AI advertising platform AppLovin’s stock soared dramatically and then dropped after a scathing report claimed issues in the company.
The tech company helps developers – mostly from mobile gaming businesses – market and monetise their apps.
AppLovin shares soared over the past year, with the firm’s stock reaching a record high on February 14 after releasing its positive Q4 earnings report – closing at $510.13 from $280.32 two days earlier.
This share hike smashed analyst estimates.
Last Thursday, however, the company’s stock plunged 8.9 percent after Substack newsletter The Bear Cave released a report outlining potential company flaws.

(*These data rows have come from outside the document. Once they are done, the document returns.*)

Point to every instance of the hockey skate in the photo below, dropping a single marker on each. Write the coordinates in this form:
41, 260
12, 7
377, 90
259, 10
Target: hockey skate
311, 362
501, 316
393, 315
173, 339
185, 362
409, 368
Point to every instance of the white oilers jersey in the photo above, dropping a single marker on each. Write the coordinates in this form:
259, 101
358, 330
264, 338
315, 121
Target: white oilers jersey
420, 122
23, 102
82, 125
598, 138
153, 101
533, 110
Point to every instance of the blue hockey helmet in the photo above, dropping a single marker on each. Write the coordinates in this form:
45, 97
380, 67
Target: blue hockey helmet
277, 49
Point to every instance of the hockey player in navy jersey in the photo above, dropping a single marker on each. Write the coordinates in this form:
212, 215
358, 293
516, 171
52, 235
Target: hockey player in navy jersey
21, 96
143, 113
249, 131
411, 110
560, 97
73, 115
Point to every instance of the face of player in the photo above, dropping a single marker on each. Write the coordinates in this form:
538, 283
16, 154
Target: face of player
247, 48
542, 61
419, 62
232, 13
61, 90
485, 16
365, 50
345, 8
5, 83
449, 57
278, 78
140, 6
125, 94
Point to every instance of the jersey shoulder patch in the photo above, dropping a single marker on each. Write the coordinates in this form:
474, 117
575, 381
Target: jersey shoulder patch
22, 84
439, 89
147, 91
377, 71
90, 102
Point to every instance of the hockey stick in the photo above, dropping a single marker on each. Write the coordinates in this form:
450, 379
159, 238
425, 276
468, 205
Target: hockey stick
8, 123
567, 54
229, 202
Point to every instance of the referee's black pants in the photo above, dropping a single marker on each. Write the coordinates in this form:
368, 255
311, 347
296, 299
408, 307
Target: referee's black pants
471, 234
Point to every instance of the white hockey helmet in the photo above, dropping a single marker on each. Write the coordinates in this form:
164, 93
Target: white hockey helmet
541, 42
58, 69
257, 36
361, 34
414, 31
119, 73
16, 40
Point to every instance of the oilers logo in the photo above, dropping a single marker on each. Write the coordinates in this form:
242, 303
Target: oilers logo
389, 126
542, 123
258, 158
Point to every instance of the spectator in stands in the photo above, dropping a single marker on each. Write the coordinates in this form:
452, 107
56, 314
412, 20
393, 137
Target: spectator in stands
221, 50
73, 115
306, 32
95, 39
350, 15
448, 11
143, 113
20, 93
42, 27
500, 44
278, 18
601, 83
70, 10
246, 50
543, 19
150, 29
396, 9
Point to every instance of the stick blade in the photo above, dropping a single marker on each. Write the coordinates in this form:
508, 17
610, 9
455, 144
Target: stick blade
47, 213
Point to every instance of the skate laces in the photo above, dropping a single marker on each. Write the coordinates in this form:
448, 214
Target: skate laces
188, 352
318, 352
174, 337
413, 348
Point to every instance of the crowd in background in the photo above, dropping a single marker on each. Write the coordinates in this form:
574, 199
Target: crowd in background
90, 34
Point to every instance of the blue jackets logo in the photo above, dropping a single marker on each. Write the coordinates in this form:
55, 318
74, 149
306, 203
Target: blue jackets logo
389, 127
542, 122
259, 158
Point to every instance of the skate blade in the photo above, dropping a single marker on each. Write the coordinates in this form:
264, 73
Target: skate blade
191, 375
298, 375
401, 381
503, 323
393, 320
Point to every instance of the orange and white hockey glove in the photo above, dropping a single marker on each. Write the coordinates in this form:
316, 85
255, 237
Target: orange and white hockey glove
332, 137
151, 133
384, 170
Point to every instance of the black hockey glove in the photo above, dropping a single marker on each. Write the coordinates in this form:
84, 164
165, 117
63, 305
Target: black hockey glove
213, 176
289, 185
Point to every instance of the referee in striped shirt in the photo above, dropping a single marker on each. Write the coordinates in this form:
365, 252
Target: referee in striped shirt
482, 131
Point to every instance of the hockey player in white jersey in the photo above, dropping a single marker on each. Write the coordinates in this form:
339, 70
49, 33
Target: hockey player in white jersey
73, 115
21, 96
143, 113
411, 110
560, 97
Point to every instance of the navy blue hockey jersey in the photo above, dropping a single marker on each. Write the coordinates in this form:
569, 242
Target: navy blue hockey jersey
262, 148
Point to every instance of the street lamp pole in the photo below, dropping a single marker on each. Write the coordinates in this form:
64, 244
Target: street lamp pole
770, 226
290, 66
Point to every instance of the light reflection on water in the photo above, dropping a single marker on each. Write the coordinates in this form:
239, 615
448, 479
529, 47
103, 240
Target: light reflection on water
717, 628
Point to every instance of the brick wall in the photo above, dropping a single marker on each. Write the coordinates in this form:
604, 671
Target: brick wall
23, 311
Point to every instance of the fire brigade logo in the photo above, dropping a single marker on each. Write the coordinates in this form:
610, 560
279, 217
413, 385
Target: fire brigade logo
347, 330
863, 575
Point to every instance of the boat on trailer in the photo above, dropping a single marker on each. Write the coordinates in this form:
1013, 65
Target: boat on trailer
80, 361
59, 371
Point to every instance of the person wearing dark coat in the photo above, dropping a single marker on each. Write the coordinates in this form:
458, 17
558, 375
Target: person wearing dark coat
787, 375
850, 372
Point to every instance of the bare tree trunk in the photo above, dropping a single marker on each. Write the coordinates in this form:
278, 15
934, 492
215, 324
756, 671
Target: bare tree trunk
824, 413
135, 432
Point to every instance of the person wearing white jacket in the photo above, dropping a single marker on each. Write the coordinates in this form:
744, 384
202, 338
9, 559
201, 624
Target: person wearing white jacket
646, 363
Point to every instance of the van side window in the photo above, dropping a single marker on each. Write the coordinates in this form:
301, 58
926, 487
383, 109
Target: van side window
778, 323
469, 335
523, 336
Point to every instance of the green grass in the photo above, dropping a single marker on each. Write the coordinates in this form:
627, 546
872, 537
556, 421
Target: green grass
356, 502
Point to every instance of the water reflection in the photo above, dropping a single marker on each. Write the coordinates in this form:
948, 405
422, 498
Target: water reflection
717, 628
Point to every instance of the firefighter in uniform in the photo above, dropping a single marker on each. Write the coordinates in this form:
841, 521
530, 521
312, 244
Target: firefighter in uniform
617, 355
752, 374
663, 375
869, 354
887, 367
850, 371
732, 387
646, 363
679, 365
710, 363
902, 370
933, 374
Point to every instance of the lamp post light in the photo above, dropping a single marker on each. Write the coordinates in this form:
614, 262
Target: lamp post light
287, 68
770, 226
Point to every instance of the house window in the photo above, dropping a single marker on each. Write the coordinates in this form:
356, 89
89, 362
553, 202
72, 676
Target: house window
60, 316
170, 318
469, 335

“Investors believe AppLovin’s ad network business is a beautiful one, as it has extremely high margins, low marginal costs, becomes more effective as it grows, and can one day serve as a growing royalty on the mobile gaming ecosystem. The Bear Cave sees things differently,” the publication’s author Edwin Dorsey wrote.
“The Bear Cave believes AppLovin’s rapid rise — up 750 percent over the last year to around 35x revenue — is fueled by low-quality revenue growth from ads that are deceptive, predatory, and at times unreadable or unclickable,” he said.
The report also accused the platform of potential fraud.
Analysts say AppLovin’s stock drop was also impacted by a positive report from rival Unity Software.
The Palo Alto, California headquartered firm has drawn attention from investors over the past 12 months, being the most successful tech stock in the US last year – rising more than 700 percent.
The company’s stock has risen even more over the past couple of months – hiking 900 percent from a year ago.
AppLovin was founded in 2012 by Adam Foroughi, John Krystynak, and Andrew Karam as a marketing tech firm that helps businesses improve their mobile app reach.
With most of its customers in the gaming industry, the company helps developers optimise adverts and uses AI to gain insights into user behaviour through its platforms MAX, AppDiscovery, and SparkLabs.